BiTE mediates anti-tumor activity in antigen positive cells in bivalent targeting constructs (A) Vector maps of 806CAR-Hu08CAR, 806BiTE-Hu08CAR, Hu08BiTE-806CAR, and 806BiTE-Hu08BiTE constructs. (B) Flow cytometric detection of T cell transduction by mCherry expression. (C) Bivalent T cell activation, as measured by CD69 expression, in CD4⁺ (left) and CD8⁺ (right) T cells after 16 h co-culture with target cells. (D) Flow-based intracellular cytokine (IFNγ, IL2, and TNFα) staining of bivalent targeting T cells co-cultured with target cells. CD4⁺ (top) and CD8⁺ (bottom) subgroups of T cells were distinguished by human CD8 staining. (E) Bioluminescence cytotoxicity assays of bivalent targeting T cells co-cultured with 5077^EGFRvIII+ cells (left panel), 5077^IL13Rα2+ cells (middle panel) and D270 cells (right panel), analyzed at different effector/target (E:T) ratios (0.625:1, 1.25:1, 2.5:1, 5:1, 10:1, and 20:1) and compared with the UTD T cell group. Statistically significant differences were calculated by one-way ANOVA with post hoc Tukey test. ns, not significant; ∗p < 0.05, ∗∗p < 0.01, ∗∗∗p < 0.001, ∗∗∗∗p < 0.0001. Data are presented as means ± standard deviation.

Figure 8

BiTE transduced T cells significantly delay early tumor growth in a GBM implanted mouse model (A) There were 800,000 Hu08CAR- and 806BiTE-Hu08CAR-positive T cells or the same number of UTD T cells that were injected intravenously (n = 8) 8 days after D270 subcutaneous implantation. (B) There were 1,200,000 bivalent targeting construct-transduced T cells (806CAR-Hu08CAR, 806BiTE-Hu08CAR, Hu08BiTE-806CAR, and 806BiTE-Hu08BiTE) or the same number of UTD T cells that were injected intravenously (n = 8) 8 days after D270 subcutaneous implantation. Tumor size was compared between each group. Statistically significant differences of tumor size at each time point were calculated by one-way ANOVA with the post hoc Tukey test.
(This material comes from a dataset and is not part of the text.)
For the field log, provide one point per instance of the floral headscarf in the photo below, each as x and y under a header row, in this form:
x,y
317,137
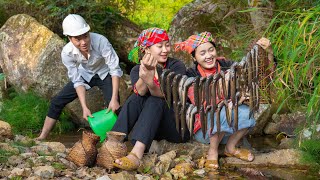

Linear regression was used to test for significant differences between the experimental groups. Survival based on time to end point was plotted using a Kaplan-Meier curve (Prism software). Statistically significant differences were determined using log rank test. ns, not significant; ∗p < 0.05, ∗∗p < 0.01, ∗∗∗p < 0.001, ∗∗∗∗p < 0.0001. Data are presented as means ± standard deviation.